Cardin also expanded into hospitality, purchasing Maxim’s in 1981 and opening branches of the chic and popular Parisian restaurant in other cities, as well as adding a hotel division. His personal life was glamorous too. He threw lavish parties at his Bubble Palace (Le Palais Bulles), which he purchased in 1992 and transformed over 14 years with Hungarian architect Antti Lovag into a complex of 10 interconnected bubble-shape terracotta structures. The estate, on an expansive hilltop site overlooking the Mediterranean near Cannes, includes three pools, landscaped gardens and a 500-seat amphitheater. Cardin also owns a castle in Provence formerly inhabited by the Marquis de Sade and a Venice palazzo supposedly once owned by Casanova.

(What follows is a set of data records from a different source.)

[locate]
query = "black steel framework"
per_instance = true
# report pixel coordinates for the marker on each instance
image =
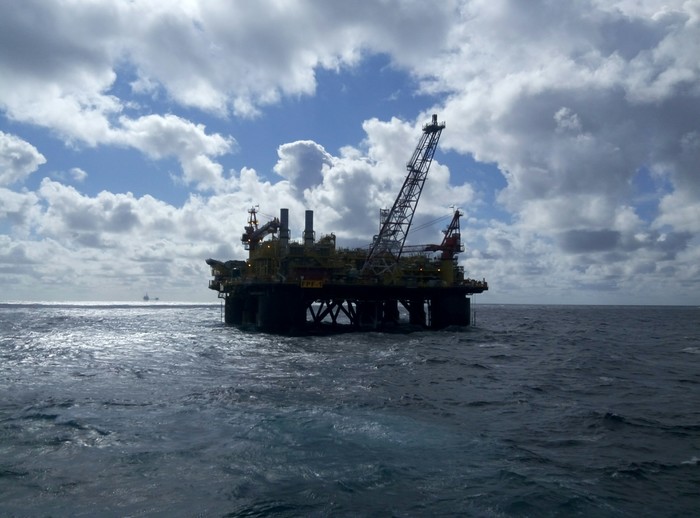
(386, 248)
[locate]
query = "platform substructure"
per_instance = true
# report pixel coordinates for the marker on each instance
(291, 309)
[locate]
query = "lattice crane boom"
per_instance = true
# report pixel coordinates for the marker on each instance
(386, 248)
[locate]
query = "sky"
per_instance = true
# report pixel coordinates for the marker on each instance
(135, 135)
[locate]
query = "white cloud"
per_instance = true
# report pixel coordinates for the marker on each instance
(570, 101)
(18, 159)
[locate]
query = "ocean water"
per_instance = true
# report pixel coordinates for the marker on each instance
(161, 410)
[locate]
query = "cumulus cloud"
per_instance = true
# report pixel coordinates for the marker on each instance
(18, 159)
(572, 103)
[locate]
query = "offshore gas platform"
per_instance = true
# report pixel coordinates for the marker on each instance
(292, 287)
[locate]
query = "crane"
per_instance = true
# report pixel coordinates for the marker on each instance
(253, 235)
(387, 246)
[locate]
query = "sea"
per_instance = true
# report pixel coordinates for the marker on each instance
(157, 409)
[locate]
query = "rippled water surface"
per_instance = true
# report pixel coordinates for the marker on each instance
(109, 410)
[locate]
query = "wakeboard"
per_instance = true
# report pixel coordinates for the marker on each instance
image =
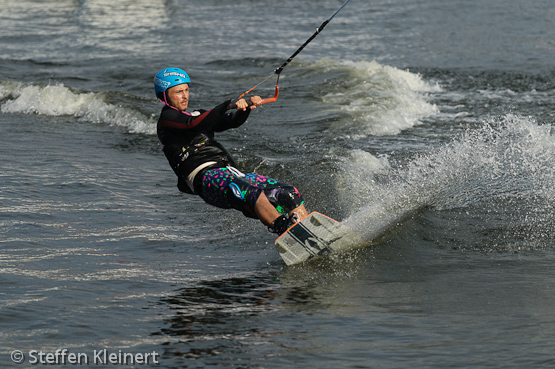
(314, 236)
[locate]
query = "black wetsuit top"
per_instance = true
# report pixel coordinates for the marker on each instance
(188, 140)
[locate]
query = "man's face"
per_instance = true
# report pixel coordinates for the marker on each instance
(178, 96)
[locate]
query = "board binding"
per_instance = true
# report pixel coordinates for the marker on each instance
(314, 236)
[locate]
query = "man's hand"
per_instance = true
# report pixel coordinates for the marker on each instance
(243, 105)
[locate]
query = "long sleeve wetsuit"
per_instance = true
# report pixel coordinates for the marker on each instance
(189, 144)
(204, 167)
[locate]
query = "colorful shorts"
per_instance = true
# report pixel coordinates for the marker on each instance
(228, 188)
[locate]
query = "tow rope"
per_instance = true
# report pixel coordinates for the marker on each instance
(280, 69)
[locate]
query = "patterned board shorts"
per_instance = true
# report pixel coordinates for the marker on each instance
(228, 188)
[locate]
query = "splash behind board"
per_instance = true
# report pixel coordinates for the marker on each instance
(314, 236)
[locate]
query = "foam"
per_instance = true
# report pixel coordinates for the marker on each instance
(508, 157)
(383, 100)
(59, 100)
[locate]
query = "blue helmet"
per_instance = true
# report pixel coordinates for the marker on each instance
(169, 77)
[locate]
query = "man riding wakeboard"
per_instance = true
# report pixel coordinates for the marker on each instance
(204, 167)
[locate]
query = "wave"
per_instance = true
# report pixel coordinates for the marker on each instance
(59, 100)
(381, 99)
(507, 161)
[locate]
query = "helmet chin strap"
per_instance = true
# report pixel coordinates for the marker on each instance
(165, 101)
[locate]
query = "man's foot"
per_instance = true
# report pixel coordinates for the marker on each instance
(282, 224)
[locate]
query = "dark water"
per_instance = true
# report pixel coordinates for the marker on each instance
(437, 113)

Cardin has been the subject of several books and exhibitions at major museums, including New York’s Metropolitan Museum of Art, London’s Victoria and Albert and the Museum of Fine Arts in Montreal.
The Brooklyn exhibition, which runs through January 5, 2020, proceeds more or less chronologically, beginning with the first Cardin collection. It includes famous pieces like his Bubble, Target and Car Wash dresses and Cosmocorps unisex clothing and highlights the designer’s use of new materials like vinyl and heat-molded Cardine (his own invention) along with his clothing incorporating LED lights and glittery evening wear. There are no licensed designs. The furniture, all custom designs, primarily in high-gloss lacquered wood, include a credenza, desk and cabinet. The most recent objects represent Cardin’s ideas for men’s and women’s wear in 2019. “He’s so smart, and still dreaming,” Yokobosky says.
“I do not believe there has ever been a name as important as Pierre Cardin in the general history of couture,” the designer, never one for false modesty, has said. Cardin’s importance relative to other couturiers may be open to argument. But the universal recognition of his name and accomplishments cannot be denied.